According to a 29-page decision from the Real Estate Council, which did not name the woman, Parsons knew his client was vulnerable because of her mental illness.

He also failed to draw her attention to documents and engineering reports showing the leaky condition of the building, despite her stated desire to not buy into a leaky condo building.

The real estate council reported he had failed to reveal to the woman that his son was acting for the seller of the condo unit, which placed him in a conflict of interest.

Parsons, 69, has appealed to the provincial government’s Financial Services Tribunal.

“This whole thing comes down to ‘she said’ and ‘I said,’ and they took her word,” Parsons said.

Parsons maintains the conflict-of-interest allegation is unfounded, and said his relationship with his son provided him and the woman with some information that allowed her to “low ball” on her offer. She paid $180,000 when the asking price was $186,000.

Parsons also insisted he didn’t know the woman was mentally ill until days after the offer on the Cloverdale condo had been accepted. When he telephoned to remind her he needed a deposit cheque to close the deal on the Cloverdale condo, she told him she was in the Eric Martin Pavilion, which houses mental-health services at Royal Jubilee Hospital. His assistant was sent over to pick up the cheque.

Parsons said it was his understanding that the woman was depressed, and depression is no reason to refuse to sell her a property.

Victoria lawyer Mike Mulligan said the question of whether the woman suffered a mental illness, or Parsons knew about it, is just one element of the case.

More serious for Mulligan, who had no involvement in the case but read the decision along with appropriate legislation, was the possibility for conflict of interest.

He said real estate agents, like doctors and lawyers, have a responsibility to do what’s best for their clients. There should be no other impulse at work.

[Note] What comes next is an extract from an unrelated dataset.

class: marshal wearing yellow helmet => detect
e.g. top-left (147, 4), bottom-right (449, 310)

“It’s like, I can’t be your lawyer if you were suing my son,” Mulligan said. “It’s just not on.”

Other serious aspects for Mulligan include the woman’s assertion that she wasn’t made aware of engineering reports that revealed the likelihood the condo was leaky.

Mulligan said the appeal will not be a new trial — it will review matters such as whether Parsons had a chance to speak, or whether the real estate council made its decision based on evidence presented at the hearing.

“It’s not just a do-over, where you get to go in and try to persuade someone else to believe you,” Mulligan said.